One very important aspect of a good lab it its internal scientific activity. Students and staff benefit much from a dynamic scientific environment. Regular meetings where science is presented and discussed is something that will develop your communications skills, your ability to synthesize, to get a critical view of approaches and topics and simply will increase your scientific culture. It can be of various forms, Lab Meetings, where the last progresses or projects of group members are reviewed and discussed, Journal Clubs, where some papers in the literature are presented and criticized, Conference Reports, where one lucky bastard summarises to the others the amazing talks he/she went to at that last congress in Hawaii (because only the teacher’s pet got to be sent there), or any other form of scientific interaction in groups (acid battles in the chem lab don’t count).

In our lab, we don’t do Conference Reports, because we usually travel in herds – I’m too shy to get to conferences alone – but we do the other types. We have the Ant Club, where we present some interesting papers in Myrmecology (in general on invasive species or community ecology). We have Team Meetings, where we discuss the projects of Master students, the past work of newly arrived postdocs or the latest findings of other group members (plus loads of administrative crap). And we have the Sémibière, which is the subject of this post. Yeah, I know, my introductions are awfully long. That’s just to show you what you should not do.
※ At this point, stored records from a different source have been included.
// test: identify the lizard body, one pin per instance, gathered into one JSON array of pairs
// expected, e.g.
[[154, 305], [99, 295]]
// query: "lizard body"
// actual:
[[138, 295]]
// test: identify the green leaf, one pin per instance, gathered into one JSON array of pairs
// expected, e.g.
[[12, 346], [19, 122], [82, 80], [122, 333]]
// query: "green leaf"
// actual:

The Sémibière is a regular meeting held especially for the benefit of students (although we all enjoy it). We had realised that students were especially shy went it comes to expressing opinions in front of the others, mostly because they were convinced that their opinion was crap – or that they didn’t even have one. They were also rather un-motivated by technical papers, like on modelling or stats or such. So we decided to do a different format. First, we remove the “naire” part of the word “séminaire” (French for seminar) and replaced it by “bière” (beer in French). The journal club is held with beers and nibbles, because we know that will attract students as surely as vinegar attracts flies (does it really?). Simple but efficient. When the weather is good, we do it outside – we have an awesome campus and I installed picnic tables for this very purpose.
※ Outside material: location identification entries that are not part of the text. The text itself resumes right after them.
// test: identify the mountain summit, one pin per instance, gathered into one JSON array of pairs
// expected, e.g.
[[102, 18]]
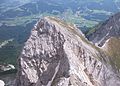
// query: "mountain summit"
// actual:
[[58, 54]]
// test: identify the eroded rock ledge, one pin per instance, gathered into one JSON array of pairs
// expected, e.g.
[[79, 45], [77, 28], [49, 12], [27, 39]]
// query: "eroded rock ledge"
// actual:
[[57, 54]]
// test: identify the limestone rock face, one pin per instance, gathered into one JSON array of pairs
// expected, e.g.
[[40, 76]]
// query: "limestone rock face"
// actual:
[[57, 54], [2, 83]]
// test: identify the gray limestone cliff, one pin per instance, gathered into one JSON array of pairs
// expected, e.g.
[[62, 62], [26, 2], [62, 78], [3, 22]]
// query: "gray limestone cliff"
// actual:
[[58, 54]]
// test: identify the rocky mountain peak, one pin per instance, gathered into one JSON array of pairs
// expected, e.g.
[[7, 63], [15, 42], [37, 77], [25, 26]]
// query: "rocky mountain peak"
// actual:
[[110, 28], [58, 54]]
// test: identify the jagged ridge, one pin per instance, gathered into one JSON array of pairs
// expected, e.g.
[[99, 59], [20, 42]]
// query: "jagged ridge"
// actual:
[[57, 54]]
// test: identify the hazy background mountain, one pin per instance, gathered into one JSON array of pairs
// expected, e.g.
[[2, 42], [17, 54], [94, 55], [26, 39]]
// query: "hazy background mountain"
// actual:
[[17, 18]]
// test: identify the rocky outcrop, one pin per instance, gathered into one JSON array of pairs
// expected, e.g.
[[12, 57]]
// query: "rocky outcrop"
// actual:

The other change was to treat only papers of two specific types. The first one is funny papers. Papers that have a real set of scientific features that make their discussion beneficial – approach, structure, methods, presentation, etc – but on a funny topic. We discussed the population dynamics of the Loch Ness monster, the demonstration of Murphy’s Law (when you drop your toast, it always lands on the buttered face), a Capture-Mark-Recapture model of tea spoons disappearing from lab coffee rooms, the Ring Effect (males are supposedly more attractive if they have a wedding ring – a type of honest signal showing that they have been picked up, so are probably higher quality mates), etc.

The second type of papers we discuss in the Sémibière is controversial papers. For example, should we re-wild North America, by introducing the long extinct elephants, lions and giant turtles, or this that an ecological blasphemy? The best-ever-genius-idea or the most dangerous stupidity? We don’t provide the answer, because probably there isn’t a single/simple one, but we present the arguments and confront our various points of view. Controversy helps anyone to have an opinion, or to say why they can’t decide. There, I’ll make a specific post category for these controversy themes, so I can present some difficult scientific controversies and prevent you to sleep forever over these unresolvable existential issues. Mouahahaha!